The court finds that the facts of this case present a familiar yet very sad story of how casually some employers continue to treat their employees.
Human capital is the most valuable resource at the work place. An employee is endowed with rights and freedoms aimed at ensuring fair and just treatment to uphold his/her human dignity.
The employer is enjoined by law and our Constitution to treat employees with empathy especially in situations where they make reasonable requests as in this case to take care of a child in school before undertaking a transfer.
The conduct of the employer was extremely unreasonable in the circumstances of this case and cost a young man his employment and consequent loss of income and dignity.
Production of clearly inconsistent letters, done after the facts to bolster the Respondent’s case aggravates the circumstances of this case.
The court finds that this is a proper case to award maximum compensation for unfair termination in the sum of Kshs.125,040/=. Claimant was not given Certificate of Service. Though it is not prayed for the employer is obliged by the Employment Act, 2007 to provide the same and the court directs the Respondent to provide the same.
In the final analysis the Respondent is to pay the Claimant:
Kshs.23,000/= being unpaid salary including overtime for the month of March, 2009;
Kshs.10,420/= in lieu of one month notice;
Kshs.29,270/= in lieu of 56 days leave
Kshs.3,600/= being unremitted NSSF dues deducted from his salary for 9 months;
Kshs.3,200/= being NHIF dues deducted from his salary for 10 months and Kshs.125,040/- being compensation for unfair dismissal.
Total Kshs.194,530/=.
Respondent to provide certificate of service to the Claimant immediately.

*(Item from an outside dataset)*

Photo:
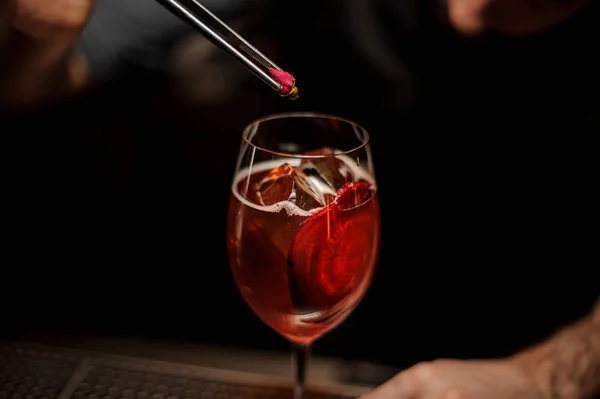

With regard to the issue of costs, the Respondent has claimed by way of counterclaim the costs incurred with respect to Suit No. 235 of 2009 filed before the Magistrate Court in Meru but was dismissed for lack of jurisdiction. No order as to costs was granted in that matter. To balance the equation each party will bear its costs in this matter.
Dated and delivered at Nairobi this 19th day of September, 2013.